Dear community,
As a starting user of Alteryx, I am puzzled by the behavior of the Profile in a Browse tool. In my super simple analysis I determine the length of a field with following Profile result:
The profile tells me I am having approx. 8.2M records in my data set, but the distinct values for length of the field in that dataset (between 2 and 18 characters) adds up to approx. 5.5M records. Seems there is data missing for about 2.7M records. Generating the profile costs a lot of calculation time, but the information presented seems incomplete. I have seen somewhere in the community the result is capped at 300MB, but if that is happening should there not be a visible hint of that fact being given? What gives?
Hope somebody can throw some light on this, am using Designer version 2020.4.
Cheers,
Arjan
Hello @ArjanF
Thanks for reaching out to the Community!
Are you able to share your workflow so that the Community can help to troubleshoot further?
From your screenshot, it appears you have begun to dig into the data within the browse tool, so if we can see the workflow and some sample data it will help to better understand what is causing the difference in the records you believe you should have, and the records being reported.
Here are some resources for you to check out about the browse tool and its data profiling:
Tool Mastery | Browse
Data Profiling in the Browse Tool
Thanks!
TrevorS
Hello TrevorS,
It took some time to anonymize my data set, as working with a smaller set doesn't show the problematic behavior in the Browse Tool. Based on that, I do believe the behavior is caused by size of input file. Apologies upfront for sharing a packed workflow of 24MB, but I could not make this smaller. The problematic behavior is shown in the Browse Tool marked in picture below. I have put a Summarize and another Browse based on the same node as the problematic Browse, to make it clear where the problem is (I hope). Any pointers would be very welcome.
Thanks for any support/insights on this topic.
ArjanF
Any chance this is a memory issue on your end?
This shows up when I summarize your summarize to get a total count:
Sum_Count
8552322
The browse tool you marked also showed 8552322 records....
Have you tried a frequency table tool?
Hi apathetichell,
Total amount of records is not the problem, memory on my end should also not be the problem as I am running on a 16 GB machine, should be enough I believe.
I made a picture to point it out more clearly I hope.
Kind regards,
ArjanF
Honestly - I'd chalk it up to limits of Browse.

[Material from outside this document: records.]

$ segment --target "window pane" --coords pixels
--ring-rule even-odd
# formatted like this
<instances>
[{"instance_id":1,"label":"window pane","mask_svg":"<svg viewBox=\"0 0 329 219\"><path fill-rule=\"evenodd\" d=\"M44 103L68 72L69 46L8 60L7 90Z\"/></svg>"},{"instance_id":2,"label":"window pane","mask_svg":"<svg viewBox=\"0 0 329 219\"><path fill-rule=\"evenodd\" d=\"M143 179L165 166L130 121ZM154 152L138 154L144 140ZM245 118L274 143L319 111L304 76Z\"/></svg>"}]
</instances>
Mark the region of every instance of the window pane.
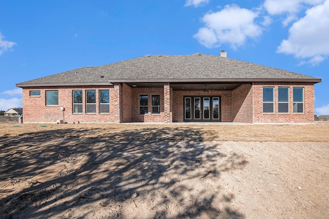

For this amount of data you should be using something like Field Summary to get analysis. Clearly the data is there and the machine isn't cutting anything out - as the summarize functions are working properly.
That might all be true, but, in my humble opinion, the software should give some visual guidance to that fact (assuming data volume is triggering this behavior). With the implementation in 2020.4 I get no (visible) feedback the results are unreliable as profile is not created on the full dataset! That is by itself very bad as unaware users will reach the wrong conclusion as I initially did. Again, in my humble opinion, either show a full and correct result, or don't show a result (but a message pertaining to the data size) as the current potential partial result leaves users guessing at the correctness of the Profile information.
Is there somewhere a feature request / bug fix section where this can be brought to the developers of Alteryx?
Kind regards,
ArjanF